First of all, doubting that what we initially take to be true—that reality is dual by nature, that everything I see, perceive, and experience is different from me, that I am an individual whose existence is subject to birth, death, and change, and that my well-being is constantly at risk—might be a giant step in the right direction.
So if you doubt the nature of reality as you initially take it to be, that doubt might just help to lead you out—out of taking your being to be subject to suffering—and into the recognition that you are ever free.
Then from the point of view of the teachings of Vedanta, having one’s doubts cleared up is considered to be a very important aspect of the teaching. The student is encouraged to express his or her doubts, not with the intention of arguing with the teacher, but rather in order to have light shed upon them.
A true teacher should be able to address a student’s doubts, and help to resolve them by enabling the student to see through them.
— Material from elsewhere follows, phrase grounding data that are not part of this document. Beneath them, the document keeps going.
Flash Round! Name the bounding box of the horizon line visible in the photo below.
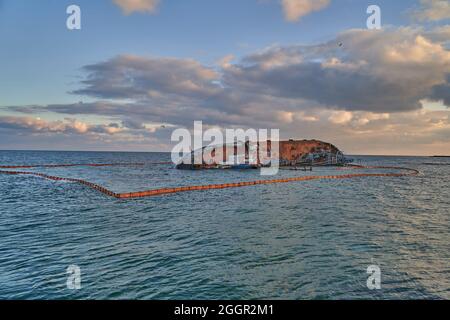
[0,149,446,158]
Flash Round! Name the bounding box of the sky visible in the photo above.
[0,0,449,155]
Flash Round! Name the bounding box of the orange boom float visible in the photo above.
[0,162,419,199]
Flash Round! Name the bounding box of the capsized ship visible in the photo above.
[176,139,353,170]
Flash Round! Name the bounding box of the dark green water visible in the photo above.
[0,151,448,299]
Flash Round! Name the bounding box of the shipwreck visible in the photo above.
[176,139,352,170]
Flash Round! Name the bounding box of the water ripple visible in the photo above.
[0,152,448,299]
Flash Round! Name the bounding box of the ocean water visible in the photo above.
[0,151,448,300]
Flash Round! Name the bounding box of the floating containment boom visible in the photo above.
[1,163,419,199]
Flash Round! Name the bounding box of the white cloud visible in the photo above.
[295,111,318,122]
[413,0,450,21]
[0,116,88,134]
[217,54,235,69]
[0,116,129,136]
[276,111,294,123]
[328,111,353,124]
[113,0,160,15]
[353,112,390,126]
[424,25,450,44]
[281,0,330,22]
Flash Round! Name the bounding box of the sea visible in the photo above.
[0,151,448,299]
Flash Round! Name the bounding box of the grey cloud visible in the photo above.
[3,27,450,153]
[224,61,424,112]
[73,55,220,100]
[68,28,450,117]
[121,118,146,129]
[430,75,450,106]
[224,28,450,112]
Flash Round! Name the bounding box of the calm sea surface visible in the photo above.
[0,151,448,299]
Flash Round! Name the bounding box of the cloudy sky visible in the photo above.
[0,0,449,155]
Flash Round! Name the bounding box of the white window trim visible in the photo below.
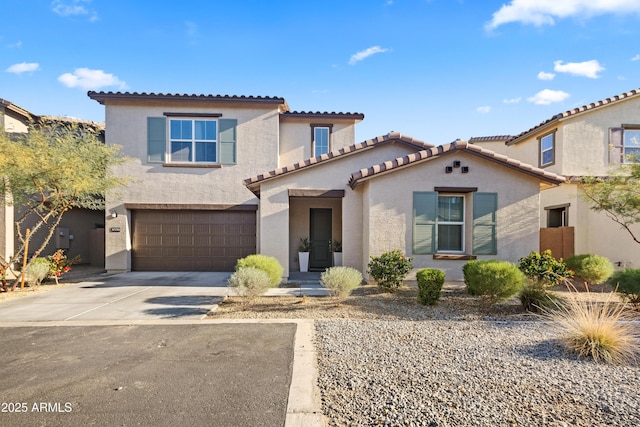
[623,128,640,164]
[539,132,555,167]
[437,194,465,253]
[168,118,219,164]
[311,125,332,157]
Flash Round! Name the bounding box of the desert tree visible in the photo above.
[0,122,129,287]
[582,161,640,245]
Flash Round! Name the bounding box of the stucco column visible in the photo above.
[259,187,290,279]
[104,204,131,272]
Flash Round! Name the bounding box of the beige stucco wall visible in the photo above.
[278,120,357,166]
[2,113,29,133]
[103,100,281,271]
[257,142,421,276]
[362,152,544,281]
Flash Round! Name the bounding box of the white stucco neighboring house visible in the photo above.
[89,91,565,280]
[472,87,640,269]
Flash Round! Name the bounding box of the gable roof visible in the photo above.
[281,111,364,121]
[244,132,432,195]
[348,139,566,189]
[506,87,640,146]
[468,135,514,144]
[0,98,34,122]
This is not a type of brainwashing, but rather a shining of light on some dark places held in the mind—dark places which themselves are blocking the recognition of the nature of reality.
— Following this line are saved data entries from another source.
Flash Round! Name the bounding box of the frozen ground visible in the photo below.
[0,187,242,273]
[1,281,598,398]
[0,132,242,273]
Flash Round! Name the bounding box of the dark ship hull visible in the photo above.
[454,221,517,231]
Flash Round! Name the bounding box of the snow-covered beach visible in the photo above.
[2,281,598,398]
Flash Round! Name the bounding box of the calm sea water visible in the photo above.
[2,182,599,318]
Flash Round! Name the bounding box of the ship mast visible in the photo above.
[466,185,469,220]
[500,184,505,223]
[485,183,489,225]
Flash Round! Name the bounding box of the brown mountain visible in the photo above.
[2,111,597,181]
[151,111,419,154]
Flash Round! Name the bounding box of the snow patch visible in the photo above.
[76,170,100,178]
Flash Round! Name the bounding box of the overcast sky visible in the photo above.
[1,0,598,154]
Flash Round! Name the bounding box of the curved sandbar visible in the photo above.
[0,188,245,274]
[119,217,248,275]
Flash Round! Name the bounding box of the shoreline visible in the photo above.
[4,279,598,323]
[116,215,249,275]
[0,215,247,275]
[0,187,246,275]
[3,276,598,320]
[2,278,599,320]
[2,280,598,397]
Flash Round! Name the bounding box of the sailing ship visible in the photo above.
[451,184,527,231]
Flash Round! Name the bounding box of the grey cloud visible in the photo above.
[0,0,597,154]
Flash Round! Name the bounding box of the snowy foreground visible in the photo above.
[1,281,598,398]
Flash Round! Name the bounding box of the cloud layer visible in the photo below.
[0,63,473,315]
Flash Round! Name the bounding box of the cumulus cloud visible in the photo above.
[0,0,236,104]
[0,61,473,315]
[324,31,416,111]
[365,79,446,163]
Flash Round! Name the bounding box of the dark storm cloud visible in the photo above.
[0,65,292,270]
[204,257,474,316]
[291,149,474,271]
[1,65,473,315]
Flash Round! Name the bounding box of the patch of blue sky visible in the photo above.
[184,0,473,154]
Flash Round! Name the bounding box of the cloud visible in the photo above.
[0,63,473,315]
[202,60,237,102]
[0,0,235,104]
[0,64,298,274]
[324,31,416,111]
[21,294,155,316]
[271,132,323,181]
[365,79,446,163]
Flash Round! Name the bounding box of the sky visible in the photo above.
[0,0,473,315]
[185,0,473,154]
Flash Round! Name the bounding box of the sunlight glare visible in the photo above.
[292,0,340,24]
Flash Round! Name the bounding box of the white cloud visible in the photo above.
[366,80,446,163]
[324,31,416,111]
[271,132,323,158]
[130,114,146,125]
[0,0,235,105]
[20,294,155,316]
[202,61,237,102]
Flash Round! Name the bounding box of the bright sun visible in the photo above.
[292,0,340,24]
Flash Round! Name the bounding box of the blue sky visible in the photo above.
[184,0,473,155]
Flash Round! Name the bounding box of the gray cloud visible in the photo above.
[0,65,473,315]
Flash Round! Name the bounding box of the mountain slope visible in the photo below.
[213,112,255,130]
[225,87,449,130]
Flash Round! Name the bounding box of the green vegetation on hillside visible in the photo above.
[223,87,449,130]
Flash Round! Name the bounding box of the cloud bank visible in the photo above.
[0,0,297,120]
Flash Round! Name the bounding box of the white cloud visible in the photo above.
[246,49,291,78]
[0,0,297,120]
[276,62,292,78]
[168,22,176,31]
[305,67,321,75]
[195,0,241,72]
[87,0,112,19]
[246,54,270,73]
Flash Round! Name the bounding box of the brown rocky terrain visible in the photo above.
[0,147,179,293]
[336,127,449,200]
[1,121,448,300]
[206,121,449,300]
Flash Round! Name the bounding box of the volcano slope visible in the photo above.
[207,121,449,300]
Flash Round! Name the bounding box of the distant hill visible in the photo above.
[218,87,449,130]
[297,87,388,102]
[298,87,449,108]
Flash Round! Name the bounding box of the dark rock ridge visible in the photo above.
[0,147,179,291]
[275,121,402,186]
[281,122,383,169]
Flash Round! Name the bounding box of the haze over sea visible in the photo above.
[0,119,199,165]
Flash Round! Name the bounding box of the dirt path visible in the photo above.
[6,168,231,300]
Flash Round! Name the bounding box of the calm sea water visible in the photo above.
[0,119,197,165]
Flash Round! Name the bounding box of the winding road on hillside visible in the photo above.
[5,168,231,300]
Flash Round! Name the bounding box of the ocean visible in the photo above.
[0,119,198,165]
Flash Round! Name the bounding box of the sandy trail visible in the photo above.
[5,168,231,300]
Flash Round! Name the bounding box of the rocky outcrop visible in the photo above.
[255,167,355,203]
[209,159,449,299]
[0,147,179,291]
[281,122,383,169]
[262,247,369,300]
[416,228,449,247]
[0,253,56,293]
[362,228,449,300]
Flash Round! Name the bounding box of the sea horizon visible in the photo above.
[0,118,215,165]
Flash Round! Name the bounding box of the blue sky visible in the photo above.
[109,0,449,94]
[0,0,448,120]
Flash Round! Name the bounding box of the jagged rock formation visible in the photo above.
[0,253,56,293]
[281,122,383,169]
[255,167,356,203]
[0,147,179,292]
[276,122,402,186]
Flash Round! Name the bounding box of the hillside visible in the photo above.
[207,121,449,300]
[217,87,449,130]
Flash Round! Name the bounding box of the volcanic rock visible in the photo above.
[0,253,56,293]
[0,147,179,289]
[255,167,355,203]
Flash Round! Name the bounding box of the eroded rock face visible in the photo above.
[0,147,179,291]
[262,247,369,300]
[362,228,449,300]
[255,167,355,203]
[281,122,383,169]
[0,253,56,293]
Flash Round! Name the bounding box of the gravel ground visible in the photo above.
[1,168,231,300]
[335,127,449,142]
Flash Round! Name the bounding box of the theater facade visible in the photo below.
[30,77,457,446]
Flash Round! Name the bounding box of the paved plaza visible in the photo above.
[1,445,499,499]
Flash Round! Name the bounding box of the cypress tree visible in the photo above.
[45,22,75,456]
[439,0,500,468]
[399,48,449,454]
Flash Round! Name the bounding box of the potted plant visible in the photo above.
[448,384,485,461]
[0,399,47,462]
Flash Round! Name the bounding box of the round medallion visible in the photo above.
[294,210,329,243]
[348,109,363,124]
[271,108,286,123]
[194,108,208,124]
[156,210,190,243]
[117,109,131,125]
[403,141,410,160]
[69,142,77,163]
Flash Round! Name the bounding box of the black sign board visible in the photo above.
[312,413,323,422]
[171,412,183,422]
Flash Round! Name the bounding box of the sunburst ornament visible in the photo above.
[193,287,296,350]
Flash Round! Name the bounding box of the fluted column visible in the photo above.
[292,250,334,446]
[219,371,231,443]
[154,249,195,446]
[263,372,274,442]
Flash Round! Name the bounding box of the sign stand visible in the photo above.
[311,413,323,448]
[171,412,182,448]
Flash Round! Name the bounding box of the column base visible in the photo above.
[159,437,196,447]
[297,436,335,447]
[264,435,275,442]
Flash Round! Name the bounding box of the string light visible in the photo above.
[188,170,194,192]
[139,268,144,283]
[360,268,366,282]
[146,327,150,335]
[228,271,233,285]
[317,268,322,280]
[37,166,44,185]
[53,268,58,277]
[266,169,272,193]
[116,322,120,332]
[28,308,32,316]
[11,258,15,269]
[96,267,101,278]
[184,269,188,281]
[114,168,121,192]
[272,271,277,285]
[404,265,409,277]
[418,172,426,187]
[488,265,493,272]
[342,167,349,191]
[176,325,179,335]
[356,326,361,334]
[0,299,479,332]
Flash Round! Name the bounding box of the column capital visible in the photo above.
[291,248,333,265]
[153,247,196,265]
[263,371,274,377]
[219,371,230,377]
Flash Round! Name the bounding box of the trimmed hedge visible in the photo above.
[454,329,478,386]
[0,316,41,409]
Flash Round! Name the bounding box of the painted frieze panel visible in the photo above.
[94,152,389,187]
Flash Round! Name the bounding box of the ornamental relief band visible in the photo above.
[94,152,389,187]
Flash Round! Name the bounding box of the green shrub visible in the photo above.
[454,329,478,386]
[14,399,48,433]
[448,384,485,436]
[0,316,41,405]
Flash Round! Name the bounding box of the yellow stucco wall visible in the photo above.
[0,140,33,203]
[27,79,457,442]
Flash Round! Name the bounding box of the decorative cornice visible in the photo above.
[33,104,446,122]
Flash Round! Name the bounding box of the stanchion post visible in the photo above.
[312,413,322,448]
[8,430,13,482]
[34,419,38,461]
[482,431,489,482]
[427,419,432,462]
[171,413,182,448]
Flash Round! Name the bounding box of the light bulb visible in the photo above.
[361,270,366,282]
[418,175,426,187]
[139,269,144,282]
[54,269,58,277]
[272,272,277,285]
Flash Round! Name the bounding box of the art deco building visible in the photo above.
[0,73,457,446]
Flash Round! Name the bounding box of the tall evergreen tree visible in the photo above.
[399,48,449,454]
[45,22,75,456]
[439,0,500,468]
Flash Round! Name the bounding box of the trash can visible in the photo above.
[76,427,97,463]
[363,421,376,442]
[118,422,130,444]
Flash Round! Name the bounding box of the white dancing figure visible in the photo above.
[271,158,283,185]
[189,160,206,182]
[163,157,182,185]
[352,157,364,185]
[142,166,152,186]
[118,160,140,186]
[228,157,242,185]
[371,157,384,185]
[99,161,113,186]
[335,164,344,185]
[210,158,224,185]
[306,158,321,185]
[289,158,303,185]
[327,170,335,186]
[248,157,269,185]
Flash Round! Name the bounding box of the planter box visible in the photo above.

Thus all the student’s doubts should be expressed and cleared up over time.
This might lead one to ask, “What about sraddha?” a word which is sometimes translated as ‘faith,’ and is held to be a prerequisite for the gain of self-knowledge.
The true meaning of the word sraddha is not faith, as in blind faith. What the word sraddha really means is ‘faith pending understanding.’ In other words the student has enough trust in the teaching and teacher to listen with an open mind, and to express doubts in order to have them resolved.
A true teacher will never tell a student he or she is ‘out’ because of doubts. A true teacher knows how to deal with doubts, welcomes them, can withstand them, and knows how to clear them up.
Then, finally having recognized the nature of reality, there is no doubt that person is out—out of samsara that is.